Matching the proper application to the color is a must. Anthocyanin-based colors (elderberry, black carrot, red cabbage, aronia, grape, etc.) are pink to red shades in acidic environments, but shift to blue or purple at a neutral pH. Paprika extract, however, which owes its reddish hue to carotenoids, is stable through a 2 to 10 pH range, but not to light. “Special packaging is needed for any color that is specifically light sensitive,” says Madkins. “Turmeric, in its emulsified form, is not very light-stable, and thus, opaque packaging should be utilized,” unless using a microencapsulated form “that is completely light-stable.”
Madkins also mentions techniques, such as emulsification or encapsulation, that can enhance or extend natural-color stability. “We do not want to alter or change the natural color in any way, so these are the types of formulation concepts that would most likely be utilized, “he says. “We also are looking at ways in which the stability can be further enhanced by taking advantage of physical interactions of the color with other colors or with some ingredient in the finished product.

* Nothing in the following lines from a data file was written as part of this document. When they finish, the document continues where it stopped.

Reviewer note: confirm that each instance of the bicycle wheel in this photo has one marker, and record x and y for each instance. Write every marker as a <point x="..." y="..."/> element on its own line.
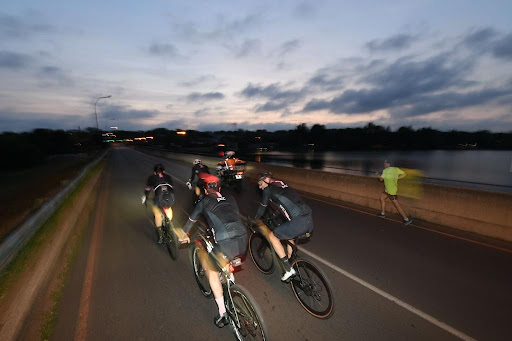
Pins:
<point x="246" y="317"/>
<point x="200" y="274"/>
<point x="261" y="253"/>
<point x="312" y="289"/>
<point x="171" y="240"/>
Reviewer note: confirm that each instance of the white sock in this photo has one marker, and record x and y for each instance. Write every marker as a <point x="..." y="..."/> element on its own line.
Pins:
<point x="220" y="304"/>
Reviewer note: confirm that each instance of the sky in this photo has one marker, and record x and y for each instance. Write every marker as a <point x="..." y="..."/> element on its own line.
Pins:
<point x="223" y="65"/>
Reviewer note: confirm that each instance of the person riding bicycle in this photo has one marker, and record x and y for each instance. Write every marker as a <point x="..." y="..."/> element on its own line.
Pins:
<point x="197" y="169"/>
<point x="229" y="163"/>
<point x="161" y="183"/>
<point x="230" y="236"/>
<point x="293" y="208"/>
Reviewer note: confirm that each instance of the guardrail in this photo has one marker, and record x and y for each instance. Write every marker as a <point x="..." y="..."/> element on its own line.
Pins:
<point x="14" y="241"/>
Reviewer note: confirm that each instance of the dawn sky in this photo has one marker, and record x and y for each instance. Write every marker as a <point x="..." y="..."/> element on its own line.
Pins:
<point x="212" y="65"/>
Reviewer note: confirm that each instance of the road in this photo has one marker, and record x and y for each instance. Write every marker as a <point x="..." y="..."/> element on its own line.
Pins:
<point x="390" y="282"/>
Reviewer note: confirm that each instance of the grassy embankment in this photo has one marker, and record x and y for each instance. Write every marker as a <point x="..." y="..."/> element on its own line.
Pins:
<point x="29" y="251"/>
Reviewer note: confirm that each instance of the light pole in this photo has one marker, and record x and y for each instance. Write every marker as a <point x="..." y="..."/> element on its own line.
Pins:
<point x="95" y="114"/>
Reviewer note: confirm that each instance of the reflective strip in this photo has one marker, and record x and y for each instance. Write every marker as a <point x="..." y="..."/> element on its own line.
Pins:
<point x="163" y="185"/>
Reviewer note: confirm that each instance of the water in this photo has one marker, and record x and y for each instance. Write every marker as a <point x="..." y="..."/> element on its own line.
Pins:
<point x="480" y="169"/>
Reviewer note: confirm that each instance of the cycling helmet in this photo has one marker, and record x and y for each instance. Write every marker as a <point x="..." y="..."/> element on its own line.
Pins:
<point x="211" y="183"/>
<point x="264" y="175"/>
<point x="158" y="168"/>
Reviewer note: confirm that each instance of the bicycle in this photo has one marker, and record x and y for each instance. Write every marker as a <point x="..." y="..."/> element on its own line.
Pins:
<point x="309" y="285"/>
<point x="245" y="315"/>
<point x="170" y="237"/>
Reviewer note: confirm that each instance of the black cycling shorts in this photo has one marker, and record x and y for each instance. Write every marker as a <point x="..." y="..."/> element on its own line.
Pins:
<point x="232" y="247"/>
<point x="295" y="227"/>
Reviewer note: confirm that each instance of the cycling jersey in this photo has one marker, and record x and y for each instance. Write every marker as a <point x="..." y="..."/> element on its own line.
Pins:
<point x="199" y="168"/>
<point x="287" y="201"/>
<point x="221" y="214"/>
<point x="162" y="185"/>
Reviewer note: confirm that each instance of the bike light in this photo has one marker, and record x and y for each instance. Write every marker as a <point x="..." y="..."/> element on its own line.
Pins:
<point x="168" y="213"/>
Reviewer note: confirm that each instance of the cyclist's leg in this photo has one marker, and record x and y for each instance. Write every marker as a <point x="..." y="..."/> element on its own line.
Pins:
<point x="216" y="286"/>
<point x="383" y="197"/>
<point x="286" y="231"/>
<point x="158" y="222"/>
<point x="158" y="215"/>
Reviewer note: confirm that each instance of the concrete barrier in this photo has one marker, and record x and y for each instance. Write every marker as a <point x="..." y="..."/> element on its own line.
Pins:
<point x="482" y="212"/>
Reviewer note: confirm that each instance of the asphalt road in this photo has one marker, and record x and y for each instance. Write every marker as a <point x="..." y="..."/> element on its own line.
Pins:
<point x="390" y="282"/>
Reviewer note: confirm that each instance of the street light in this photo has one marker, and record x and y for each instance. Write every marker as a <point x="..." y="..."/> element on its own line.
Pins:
<point x="95" y="114"/>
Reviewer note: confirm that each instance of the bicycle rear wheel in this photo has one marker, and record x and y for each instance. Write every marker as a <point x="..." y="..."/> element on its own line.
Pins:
<point x="312" y="289"/>
<point x="261" y="253"/>
<point x="246" y="319"/>
<point x="172" y="241"/>
<point x="200" y="274"/>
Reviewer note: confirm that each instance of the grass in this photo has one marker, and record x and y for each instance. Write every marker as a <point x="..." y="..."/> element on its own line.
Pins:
<point x="19" y="263"/>
<point x="50" y="316"/>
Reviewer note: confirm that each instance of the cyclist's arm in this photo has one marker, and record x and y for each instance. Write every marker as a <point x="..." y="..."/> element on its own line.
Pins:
<point x="193" y="175"/>
<point x="198" y="209"/>
<point x="263" y="204"/>
<point x="149" y="186"/>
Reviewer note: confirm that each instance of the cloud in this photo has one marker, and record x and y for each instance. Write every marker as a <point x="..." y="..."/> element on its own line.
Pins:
<point x="325" y="81"/>
<point x="53" y="76"/>
<point x="396" y="42"/>
<point x="14" y="60"/>
<point x="197" y="81"/>
<point x="288" y="47"/>
<point x="204" y="97"/>
<point x="247" y="48"/>
<point x="11" y="120"/>
<point x="22" y="27"/>
<point x="480" y="38"/>
<point x="166" y="50"/>
<point x="503" y="47"/>
<point x="278" y="98"/>
<point x="304" y="10"/>
<point x="225" y="29"/>
<point x="121" y="113"/>
<point x="274" y="126"/>
<point x="408" y="87"/>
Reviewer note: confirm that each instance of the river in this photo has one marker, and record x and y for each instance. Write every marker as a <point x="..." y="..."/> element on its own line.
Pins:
<point x="489" y="170"/>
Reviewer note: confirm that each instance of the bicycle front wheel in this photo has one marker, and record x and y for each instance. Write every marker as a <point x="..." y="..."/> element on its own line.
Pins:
<point x="246" y="317"/>
<point x="172" y="242"/>
<point x="261" y="253"/>
<point x="200" y="274"/>
<point x="312" y="289"/>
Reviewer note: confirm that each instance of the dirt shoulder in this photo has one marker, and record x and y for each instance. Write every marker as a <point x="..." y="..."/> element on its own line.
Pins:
<point x="29" y="292"/>
<point x="23" y="192"/>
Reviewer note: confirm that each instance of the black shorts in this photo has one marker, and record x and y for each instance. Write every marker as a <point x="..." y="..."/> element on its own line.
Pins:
<point x="232" y="247"/>
<point x="391" y="196"/>
<point x="295" y="227"/>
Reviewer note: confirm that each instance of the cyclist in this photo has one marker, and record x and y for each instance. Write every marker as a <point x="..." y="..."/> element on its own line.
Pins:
<point x="230" y="236"/>
<point x="161" y="183"/>
<point x="197" y="169"/>
<point x="294" y="209"/>
<point x="229" y="163"/>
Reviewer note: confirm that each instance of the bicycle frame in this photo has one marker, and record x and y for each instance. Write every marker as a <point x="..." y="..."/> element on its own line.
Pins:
<point x="204" y="241"/>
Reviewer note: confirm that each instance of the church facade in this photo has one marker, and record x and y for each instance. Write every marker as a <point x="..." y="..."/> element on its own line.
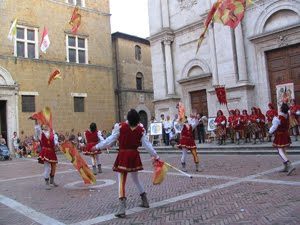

A perfect example of this is the fact that annatto binds to the protein in cheese and does not wash away with the whey. This makes annatto the most-suitable colorant, natural or synthetic, to color cheese, as well as provides a very stable finished product and desirable shade in the end.” New sources of natural colors can provide additional benefits, including new shades, improved performance and increased stability, he adds.
However, “increased shelf-stability of natural colors is generally not universal, but rather dependent upon the requirements of a specific application,” Lauro points out, “hence, the increased market penetration of natural colors over the past five years. Improved blending of naturally derived colorants to maximize attributes helps to improve stability compared to using a straight―single―natural colorant.”
Southampton Stirs Up Color Controversy
The hue and cry against artificial colors ratcheted up a notch with the “Southampton Study” (McCann, D. et al, “Food additives and hyperactive behaviour in 3-year-old and 8/9-year-old children in the community: a randomised, double-blinded, placebo-controlled trial,” The Lancet, published online Sept. 6, 2007 (DOI:10.1016/S0140-6736(07)61306-3). The study examined the effects of tartrazine, sunset yellow, and carmoisine and ponceau 4R (both banned in the United States), plus sodium benzoate on 153 children in the two age groups.
Some were given a mixture of all four colorings, a second group was given the four-color mixture, plus sodium benzozte, while the third group received a placebo. Researchers said the older children showed a “signficantly adverse effect” from both mixes, but the adverse reaction of 3-year-olds was rated significant only for the first mix.
Paul Illing, a toxicologist and fellow of the Royal Society of Chemistry, London, said in an Associated Press report about the study that it “shows some statistical associations, (but) it is not a demonstration of cause and effect,” and that the connection needed further study. The Center for Science in the Public Interest, Washington, D.C., has formally petitioned FDA to require a warning label on foods that contain any of the eight approved artificial FD&C colors and has considered requesting a ban on the colors.